Louisiana has long been known for its political rascals. One of the more recent examples is former Gov. Edwin Edwards who, at 70 plus years of age, finds himself sitting in prison after being convicted of financial shenanigans. It was hardly his first brush with the law; it was just the first time he had been convicted.

Years ago Gov. Edwards was accused of subverting state hospital funds for his private use and the case went to trial. Jurors labored long and hard about their decision and, in the end, couldn’t agree, finding themselves “hung” with eight voting for acquittal, and four to send him to prison.

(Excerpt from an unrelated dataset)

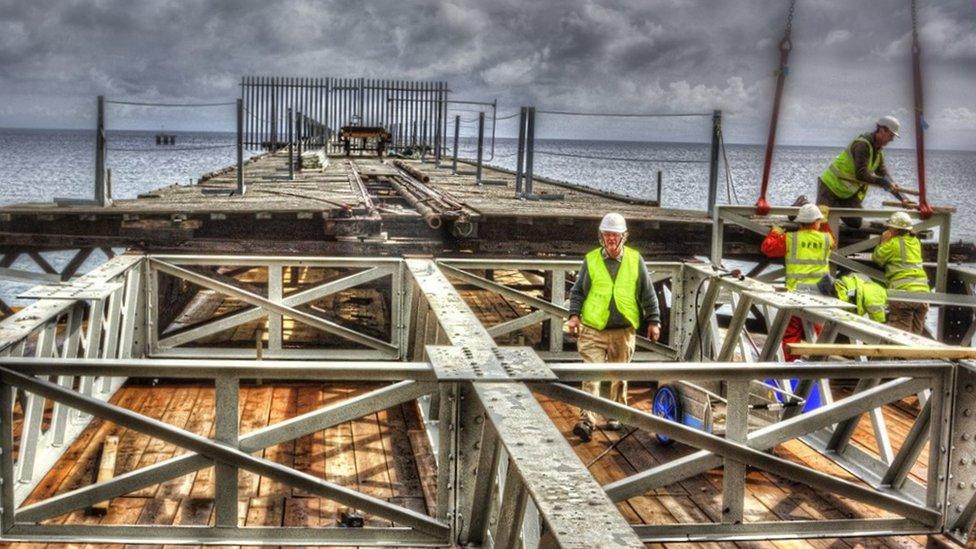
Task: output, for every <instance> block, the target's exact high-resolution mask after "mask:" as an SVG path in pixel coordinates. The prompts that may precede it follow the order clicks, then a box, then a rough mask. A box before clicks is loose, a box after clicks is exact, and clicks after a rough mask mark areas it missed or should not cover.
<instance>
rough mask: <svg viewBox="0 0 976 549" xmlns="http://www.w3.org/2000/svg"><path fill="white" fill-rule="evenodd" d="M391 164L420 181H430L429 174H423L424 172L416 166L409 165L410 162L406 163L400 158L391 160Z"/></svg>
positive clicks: (423, 182)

On the courthouse steps outside reporters stuck microphones in the governor’s face and one asked, “Governor, you weren’t completely exonerated. How does it feel to have had a hung jury?” Without missing so much as a beat, the governor shot back, “Hung jury? Are you kiddin’ me? I got 60 percent of the vote. I’ve never won an election by such a landslide in my life!”

At least pre-Katrina, a portion of Bayou State residents thought such things were, well, funny. The reason, it is said, is because given the same opportunity many of them would dip into the till also.

But after a devastating hurricane resulted in chaos, they have stopped laughing. It is one thing to wink and play loose with the rule of law when things are running fairly smoothly. But the humor is completely sucked out of a situation in which economic and social survival stops being a given.

The aftermath of the hurricane still finds endless bickering between competing groups there and much of it is due to the fact no one trusts anyone else. Such is inevitable in a culture in which the rule of law is given only lip service.

Louisiana residents should demand, in fact must demand, more from their governmental representatives. Their eventual survival may depend on it.